There are already a number of great reports in the Google Search Console. The Mobile Usability report is one of them. Fortunately, there’s a link in the “Next steps” section on the mobile testing tool’s results page that will take you directly to the report. It’s labeled “Open site-wide mobile usability report.”
Click on that and you’ll open the Search Console in a new tab. The link will take you straight to the Mobile Usability report under the “Search Traffic” header of the left-hand menu.
At the top of the report, you’ll see a line graph showing you how many mobile usability problems Google noticed over the past few months. Below that, you’ll see a table describing each problem.
If you click on one of the rows in the table, you’ll get a chance to learn more about the issue and how to fix it. Click on it again and Google will show a pop-up that gives you the opportunity to check the site again for the problem — that takes you back to the mobile usability tool. It also provides you with actionable steps about how to resolve the issue.
3. It reports on a variety of issues.
Here are the types of issues you can expect to see reported on the Mobile Usability report:
Flash usage — Once upon a time, Flash was all the craze among web developers. That’s because it looked cool and offered a professional polish to web pages wanting to make a statement. Then Apple delivered the iPhone and promised no effort to support Flash technology. As a result, it’s best to leave Flash usage in the past.
Viewport not configured — There’s some not-so-fancy HTML coding web developers have to do as Step 1 to make their sites responsive. They need to code a meta viewport tag. It’s a simple enough process, but some newer developers overlook it. The usability report will tell you if you neglected to add it.
Fixed-width viewport — In this mobile era, fixed-width is a no-no.That’s because people can view your site on devices with various screen sizes. They can also decide to use portrait or landscape orientation when viewing your page on a mobile platform. That’s why you need to set the viewport to match the width of the device and orientation used to view the page, as opposed to establishing a fixed width.
Content not sized to viewport — Raise your hand if you’ve ever accessed a website on a mobile device only to find yourself scrolling right just to see everything that’s on the page. Hopefully, that hasn’t happened to you a whole lot lately, but it can still be a problem on some sites. Google will let you know if your content is too wide for mobile viewers.
Small font size — This is a problem that still plagues many websites. The font size is just too small. Remember, people reading content on a mobile platform are often doing so on a device that’s not a whole lot bigger than a credit card. You don’t want to force your users to “pinch and zoom” just to read your articles. If you see this red flag in the usability report, Google is telling you to increase your font size.

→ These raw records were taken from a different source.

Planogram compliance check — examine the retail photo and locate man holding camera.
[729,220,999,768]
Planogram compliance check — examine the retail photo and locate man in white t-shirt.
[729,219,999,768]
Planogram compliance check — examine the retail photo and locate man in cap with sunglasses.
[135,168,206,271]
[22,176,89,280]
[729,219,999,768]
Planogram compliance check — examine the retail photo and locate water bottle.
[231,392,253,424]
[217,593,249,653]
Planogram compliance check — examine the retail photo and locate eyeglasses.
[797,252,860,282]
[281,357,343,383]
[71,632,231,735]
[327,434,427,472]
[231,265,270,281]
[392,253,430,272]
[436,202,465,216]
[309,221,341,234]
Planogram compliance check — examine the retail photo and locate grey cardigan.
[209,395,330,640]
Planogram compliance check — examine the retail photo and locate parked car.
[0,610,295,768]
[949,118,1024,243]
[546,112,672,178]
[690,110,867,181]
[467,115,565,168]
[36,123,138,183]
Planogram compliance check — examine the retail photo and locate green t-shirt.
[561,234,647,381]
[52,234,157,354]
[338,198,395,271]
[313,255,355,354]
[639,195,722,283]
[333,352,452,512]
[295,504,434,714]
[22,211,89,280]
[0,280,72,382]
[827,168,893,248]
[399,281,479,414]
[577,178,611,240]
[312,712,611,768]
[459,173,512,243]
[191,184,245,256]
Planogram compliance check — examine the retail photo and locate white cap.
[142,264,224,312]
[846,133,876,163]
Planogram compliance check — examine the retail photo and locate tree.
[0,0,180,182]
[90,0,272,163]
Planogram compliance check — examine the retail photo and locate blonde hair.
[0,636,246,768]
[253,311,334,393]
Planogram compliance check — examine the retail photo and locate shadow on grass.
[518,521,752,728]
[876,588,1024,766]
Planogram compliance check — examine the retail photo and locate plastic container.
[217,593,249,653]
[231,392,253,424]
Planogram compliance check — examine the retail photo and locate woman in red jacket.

Touch elements too close — Another problem you’ve probably experienced when using a website on a mobile device is that you fat-fingered the wrong button when filling out a form. Don’t feel bad or go on a diet — that’s really the developer’s fault. Buttons shouldn’t be so close together that it’s easy for a user to click the wrong one. Google will let you know if your touch elements are so close that users might have problems.
Interstitial usage — Some developers think it’s cool to open a popup when users visit their site on a mobile device. Google doesn’t think it’s cool and neither do a lot of users. That’s because the popup blocks page content and is often difficult to dismiss. Google will flag your site as user-hostile to a mobile audience if you’re using interstitials.
Get started — use the tool now.
With mobile usage on the rise and showing no sign of slowing down, it’s important that your site is mobile-friendly. Fortunately, Google offers a tool to help you determine that. Use the tool after making any changes to your site to be sure that the updates haven’t created any mobile usability issues.